77 Op. Att'y Gen. 59, 60 (1988)

  Section 16.49 had its genesis in 1929 Senate Bill 1. That bill created the state budget department, the office of director of budget and provided for the state budget system which the state essentially still follows. The bill was an attempt to consolidate and systematize the state budget process. Apparently the Legislature felt it necessary to prohibit state agencies and employes from attempting to subvert that system. Nothing in the act's history or the law's language indicates that it was meant to prohibit or even to discourage state officials from informing citizens of the status of budget deliberations or suggesting to those citizens that they inform their elected officials of their opinions.

77 Op. Att'y Gen. 59, 60-61 (1988)

  Expressions of opinions from citizens on any legislative matter, and certainly the budget, should be encouraged and welcomed. It hardly would be surprising to find that citizens write about issues which concern them. Similarly, it is not surprising that agencies inform individuals and groups which share their positions on the issues of the need for their assistance on those issues. For example, the Department of Development may contact chambers of commerce, business associations and tourist industry groups for their assistance in obtaining an increase in the department's budget to promote tourism or provide other aid to businesses. Other departments or officials may also do so on appropriation matters within their agency budgets. If section 16.49 is read expansively, all of these activities would be prohibited.

77 Op. Att'y Gen. 59, 61 (1988)

  Lobbying by state agency officials is regulated in chapter 13. Section 16.49 is designed to force agency officials to use the budget process set by the Legislature. It is not an attempt to stop agencies or state officials from expressing their concerns on budgetary matters to the public. The communications which I have reviewed for this opinion all fall within the latter category. I do not consider any of them to be a violation of section 16.49.
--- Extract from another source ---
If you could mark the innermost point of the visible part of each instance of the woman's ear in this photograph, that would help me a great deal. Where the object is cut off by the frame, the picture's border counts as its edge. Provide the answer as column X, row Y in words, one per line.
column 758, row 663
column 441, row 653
77 Op. Att'y Gen. 59, 61 (1988)

  Speech on public issues occupies the "highest rung of the hierarchy of first amendment values."
NAACP v. Claiborn Hardware Co.
, 458 U.S. 886 (1980). The first amendment protects a public employe's comments on matters of public concern.
Connick v. Myers
, 461 U.S. 138 (1983). That amendment requires the state to balance the interests of the employe, as a citizen, in commenting upon matters of public concern and the interest of the state, as an employer, in promoting the efficiency of the public services it performs through its employes.
Pickering v. Board of Education
, 391 U.S. 563, 568 (1968). Section 16.49, as interpreted, is not an unconstitutional restraint on first amendment rights but a reasonable regulation of employment.
Minnesota State Bd. For Com. Colleges v. Knight
, 465 U.S. 271, 288 (1984).

77 Op. Att'y Gen. 59, 61-62 (1988)

  You also ask who is charged with enforcing section 16.49 and what the penalties for violating that statute are. 1929 Senate Bill 1 provided that violations of that section were just and adequate cause for removal from office or dismissal from employment. That language was not included in the actual law, but I would conclude that an employe violating section 16.49 could be subject to personnel action under section 230.34, which provides that an employe may be removed, suspended without pay, discharged, reduced in base pay or demoted for just cause. Certainly, violation of a state statute regulating the conduct of a state employe could be just cause. Those state officers who serve at the pleasure of a board, such as Mr. Phelps, would be subject to removal under section 17.07(6). An appointed state officer would also be subject to interpellation under section 13.28 and removal under section 13.30.

77 Op. Att'y Gen. 59, 62 (1988)

  Section 946.12 prohibits any public officer or employe from doing any act "which he knows is in excess of his lawful authority or which he knows he is forbidden by law to do in his official capacity." Since a violation of section 946.12 is a felony, it is also possible that an officer or employe violating section 16.49 could be charged with a violation of section 946.12.